Di fronte a noi, uomini e cavalli ritratti in differenti posizioni dello spazio? Oppure un gruppo colto in un unico istante?

Boccioni raffigura un insieme di eventi che si succedono nel tempo, combinandosi poi dentro le stanze della memoria. E si fa cronista di accadimenti simultanei. Il suo realismo estremo si dona come grammatica di rapporti mai geometricamente delimitabili. Si fa tripudio della molteplicità, intesa come rete di connessione tra cose diverse. Enciclopedia aperta, che vuole rappresentare la varietà delle relazioni tra le forme, riconducendo differenze in una visione plurima, sfaccettata.

In La città sale, si impone un flusso che sfugge a ogni calcolo. Nel quadro, scorrono situazioni eterogenee. Domina una velocità meccanica. Non esiste alcun atomo indipendente dall’insieme: non vi è un tutto dato per sempre, ma solo il perenne ricrearsi della durata, che non può essere prevista né progettata, ma si configura come dimensione dilatata di attimi distanti. Il cavallo e gli uomini sono ripetuti in diversi punti del quadro: vanno, vengono, rimbalzano, a tratti sembrano protendersi verso lo spettatore.

Boccioni ritrae la vertigine dell’incontro tra personaggi e ambiente. L’approdo è una carrellata serrata. Uno spazio-stato d’animo. Come un canto appassionato e, insieme, tragico, che salda esasperato vitalismo e improvvisi risucchi. La metropoli cui si allude sin dal titolo è la protagonista assoluta del dipinto. Un luogo in eterno movimento, incessantemente proiettato oltre se stesso. Non un monumento compiuto, ma un magma dentro cui crolla ogni persistenza. Si tratta di una città non inventata, ma reale: Milano. Boccioni, in una pagina di Pittura e scultura futuriste: «Per molti oggi l’impossibilità di amare il mondo che ci circonda, la vita che viviamo, le nuove idealità che ci guidano è causa di un doloroso disagio. Specialmente per gli italiani, tutto ciò che è moderno è sinonimo di brutto!...»
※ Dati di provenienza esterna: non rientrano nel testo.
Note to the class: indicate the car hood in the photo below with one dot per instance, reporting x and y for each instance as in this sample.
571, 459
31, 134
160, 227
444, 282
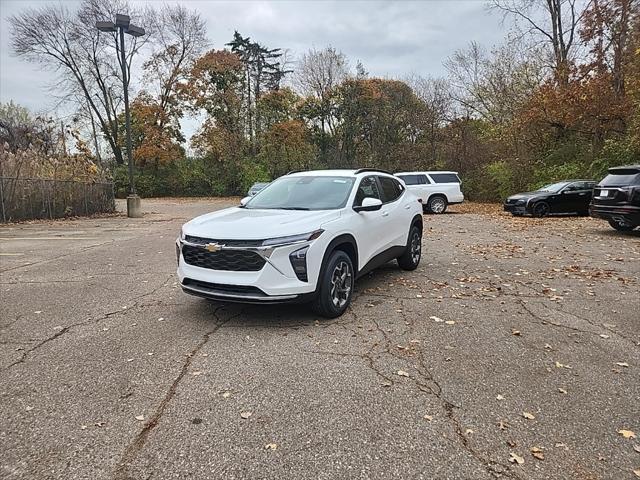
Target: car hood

Ad esempio si parla di Milano e delle altre poche città italiane che invece della solida gloriosa tradizione hanno un meraviglioso presente e un formidabile avvenire, come di città grossolane e orribili. […] Le officine eternamente deste e ruggenti ispirano ribrezzo all’italiano che per tutta la vita ha concentrato il suo studio e la sua ammirazione sull’ultimo capitello in fondo a destra, di quel tal palazzo, o nella seconda arcata, a sinistra, di quella tal chiesa… monumento nazionale”.

Boccioni è poeta di una Milano che sta trasformandosi nella “Milanona” raccontata da Emilio De Marchi. Il suo occhio non indugia più su permanenze solenni (come in Officine a Porta Romana del 1908). E non si sofferma più su parti fisse: si spinge dentro il caos delle strade, si inebria smarrendosi in giochi di simmetrie infrante. La composizione accoglie incroci e sovrapposizioni tra piani, «come Saturno libera da sé gli anelli» (per dirla con le parole di Roberto Longhi).
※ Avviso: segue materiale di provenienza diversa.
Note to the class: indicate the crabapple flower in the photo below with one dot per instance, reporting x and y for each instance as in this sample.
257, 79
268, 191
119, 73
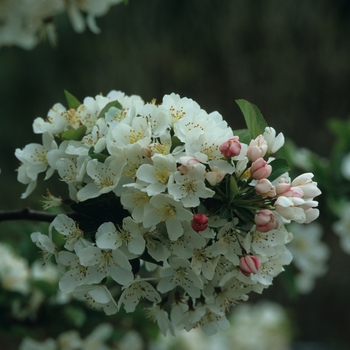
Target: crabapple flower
46, 245
135, 291
73, 235
167, 210
274, 142
103, 262
157, 175
173, 212
34, 161
264, 187
260, 169
97, 297
180, 274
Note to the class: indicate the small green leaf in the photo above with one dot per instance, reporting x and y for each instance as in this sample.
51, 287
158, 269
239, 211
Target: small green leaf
256, 123
279, 167
243, 134
72, 101
75, 135
106, 108
99, 156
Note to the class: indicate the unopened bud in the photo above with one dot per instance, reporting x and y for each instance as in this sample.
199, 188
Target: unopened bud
257, 148
231, 147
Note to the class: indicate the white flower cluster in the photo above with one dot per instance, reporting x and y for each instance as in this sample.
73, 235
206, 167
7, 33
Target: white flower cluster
261, 326
310, 255
173, 207
25, 22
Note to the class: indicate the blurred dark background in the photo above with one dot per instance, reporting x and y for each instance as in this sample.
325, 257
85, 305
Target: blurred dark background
290, 57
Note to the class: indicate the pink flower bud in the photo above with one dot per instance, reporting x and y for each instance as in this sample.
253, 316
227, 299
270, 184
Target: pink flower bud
199, 222
249, 264
265, 187
266, 221
260, 169
257, 148
284, 188
231, 147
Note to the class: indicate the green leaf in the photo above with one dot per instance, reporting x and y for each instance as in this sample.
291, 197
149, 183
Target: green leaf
99, 156
243, 134
279, 167
72, 101
256, 123
75, 135
109, 105
233, 187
Dinanzi alla città oramai priva di centro, la prospettiva non tiene più. Si fa indicativa. Assorbe affetti, impulsi, moti. Architetture, individui e animali precipitano in un abisso. Pur densa, compatta e impenetrabile, la spazialità dell’opera diviene indefinita, voce dell’irrisolta tensione tra impulsi interni e dati oggettivi, tra la testualità delle cose e la loro deformazione, tra naturalismo e slancio lirico.

Si destruttura ogni icona. Il cavallo sembra forare il piano con il suo profilo tagliente. Confonde i suoi contorni in una danza di linee-forza: si frange, per poi dilatarsi, come respinto dall’ambiente che lo ha assorbito. Le sue membra sono disarticolate: deflagrano. Catturato negli ingranaggi dello scenario urbano. Viene ritratto in varie stazioni, mentre trascina dietro di sé tutto ciò che incontra.

Rivive l’epica del nascente paesaggio metropolitano. Sbandiamo. Ci sentiamo tra i rombi della strada. Secondo Longhi, siamo di fronte a «una nuova notomia lirica del movimento». La materia è usata in maniera disinvolta. Si ricerca un “cromatismo marginale”. Assistiamo alla rotazione di parabole e di iperboli: orizzontali, verticali e angoli retti sono sostituiti da coni rovesciati, da spirali dinamiche. È il trionfo della geometria del curvo. La pittura si fa potenza tellurica che, come un’onda, conosce eccitazioni e flussi incontenibili. Affabulazione visionaria generosamente faticosa, quasi il racconto di un naufragio urbano.